Companies making programmes and software for PC are among the biggest victims. We have often heard Microsoft and other big fishes addressing the issue and attempting to counter it through different measures, but one company that has been in spotlight in recent times because of being extremely vocal against the plague is Ubisoft.
While the video game publisher has been quite open about admitting that piracy has been taking its toll on profitability, it has never used any numerical figure to elaborate why it takes the issue so seriously.
In a recent interview with GamesIndustry International, Ubisoft CEO Yves Guillemot claimed that the company faces a piracy rate of 93-95 percent on its retail games for the PC.

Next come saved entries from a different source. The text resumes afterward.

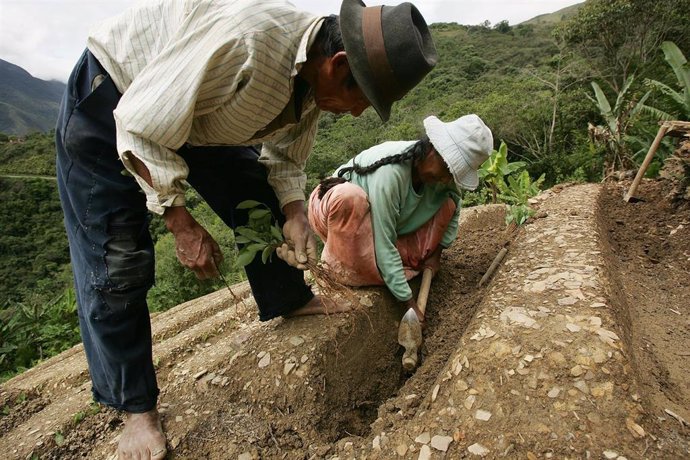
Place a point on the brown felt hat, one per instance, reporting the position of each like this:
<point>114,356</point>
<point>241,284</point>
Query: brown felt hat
<point>389,49</point>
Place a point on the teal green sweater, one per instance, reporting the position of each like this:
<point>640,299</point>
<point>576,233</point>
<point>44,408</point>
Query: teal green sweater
<point>396,209</point>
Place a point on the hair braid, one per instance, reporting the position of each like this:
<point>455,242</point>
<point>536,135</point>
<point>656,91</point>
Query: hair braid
<point>413,152</point>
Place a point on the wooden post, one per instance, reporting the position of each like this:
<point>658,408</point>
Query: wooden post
<point>492,268</point>
<point>645,164</point>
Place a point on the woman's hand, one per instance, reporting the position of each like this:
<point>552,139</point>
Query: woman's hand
<point>434,260</point>
<point>300,245</point>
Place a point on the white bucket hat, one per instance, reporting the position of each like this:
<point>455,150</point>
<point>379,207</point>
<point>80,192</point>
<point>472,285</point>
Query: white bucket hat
<point>464,144</point>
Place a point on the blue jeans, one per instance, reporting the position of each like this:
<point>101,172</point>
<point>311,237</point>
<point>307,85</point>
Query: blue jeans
<point>110,246</point>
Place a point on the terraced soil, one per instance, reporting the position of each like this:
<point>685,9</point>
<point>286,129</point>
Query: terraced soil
<point>577,348</point>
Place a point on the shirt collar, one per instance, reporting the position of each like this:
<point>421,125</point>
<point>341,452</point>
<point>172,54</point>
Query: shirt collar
<point>304,45</point>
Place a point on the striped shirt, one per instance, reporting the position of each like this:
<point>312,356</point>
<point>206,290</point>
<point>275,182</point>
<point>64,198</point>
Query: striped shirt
<point>208,72</point>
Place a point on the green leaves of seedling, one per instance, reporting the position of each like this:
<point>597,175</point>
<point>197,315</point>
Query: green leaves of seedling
<point>510,183</point>
<point>261,234</point>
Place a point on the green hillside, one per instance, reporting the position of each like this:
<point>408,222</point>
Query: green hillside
<point>27,104</point>
<point>556,17</point>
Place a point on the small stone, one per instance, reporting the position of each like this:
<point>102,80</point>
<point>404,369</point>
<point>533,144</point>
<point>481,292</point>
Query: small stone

In order to curb this issue, the company plans on shifting their focus to free-to-play games. While the transition appears like a really bold move on behalf of the company since they are aiming to improve their profits by turning towards a model that allows gamers to play an intellectual property for free, Ubisoft has done its homework and made the necessary calculations to conclude that switching models will actually work for them.

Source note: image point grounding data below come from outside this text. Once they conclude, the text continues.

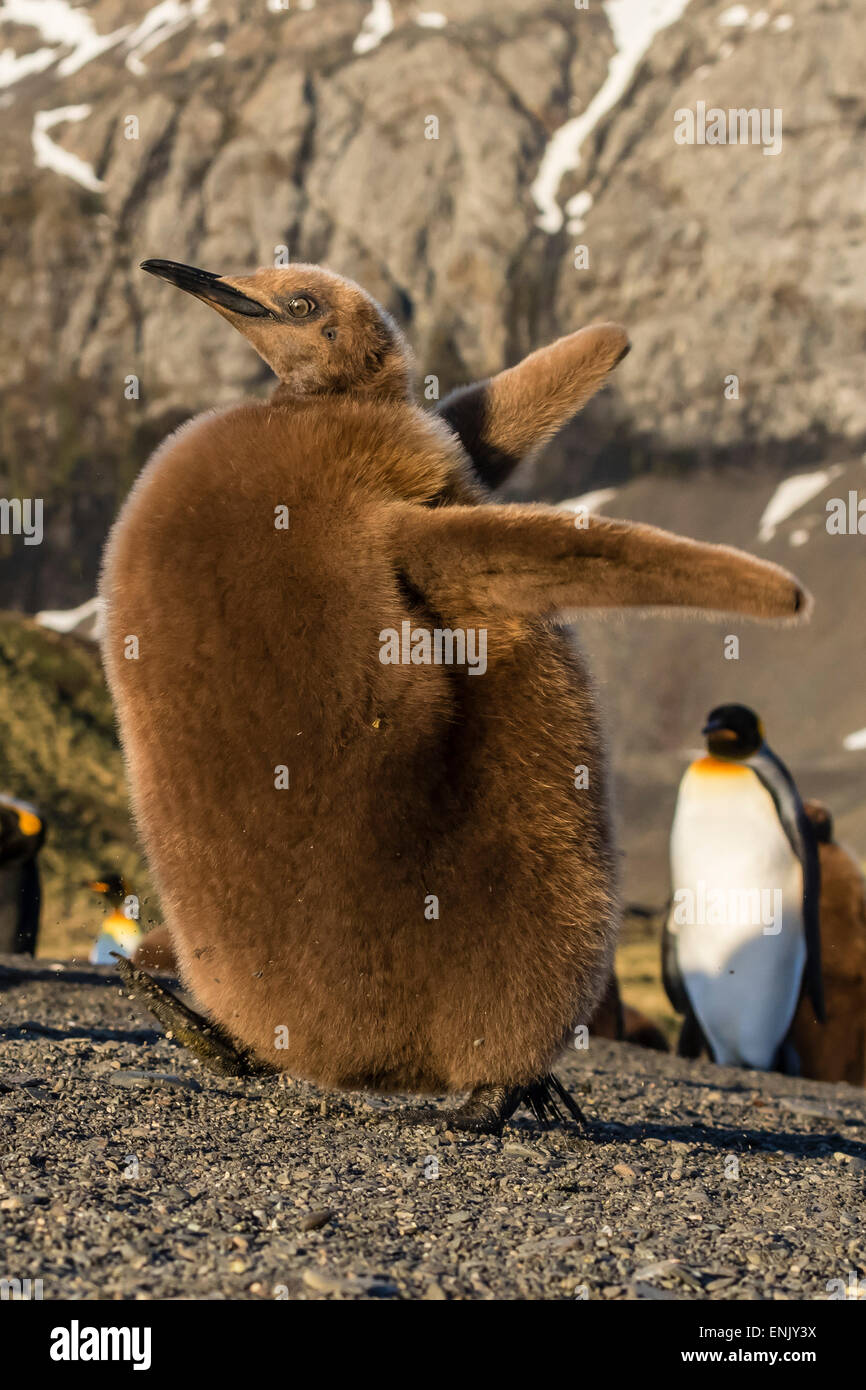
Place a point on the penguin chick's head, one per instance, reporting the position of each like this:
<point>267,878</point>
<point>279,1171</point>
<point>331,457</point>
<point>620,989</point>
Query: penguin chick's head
<point>319,332</point>
<point>822,820</point>
<point>113,886</point>
<point>733,731</point>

Guillemot conceded that despite being aware of the fact that hardly five to seven percent of the players end up paying for free-to-play games, the paying players for PC games is also the same. Shifting to the more contemporary model and reducing the dependency on retail for profits will allow them to not only reduce piracy, but will also allow them to get payments from regions where piracy is quite prevalent.
“It’s a way to get closer to your customers, to make sure you have a revenue. On PC it’s only around five to seven per cent of the players who pay for F2P, but normally on PC it’s only about five to seven per cent who pay anyway, the rest is pirated. It’s around a 93-95 per cent piracy rate, so it ends up at about the same percentage. The revenue we get from the people who play is more long term, so we can continue to bring content,” stated Guillemot.
The publisher announced a number of free-to-play games for the PC at Gamescom recently, which include Anno Online, Silent Hunter Online, Might & Magic Heroes Online and The Settles Online.
Ubisoft has been criticised a lot due for taking strict measures to prevent piracy. Using Digital Rights Management (DRM) systems may serve as somewhat effective piracy control measure, but some PC gamers have accused it of affecting the overall experience while having little to no effect on piracy.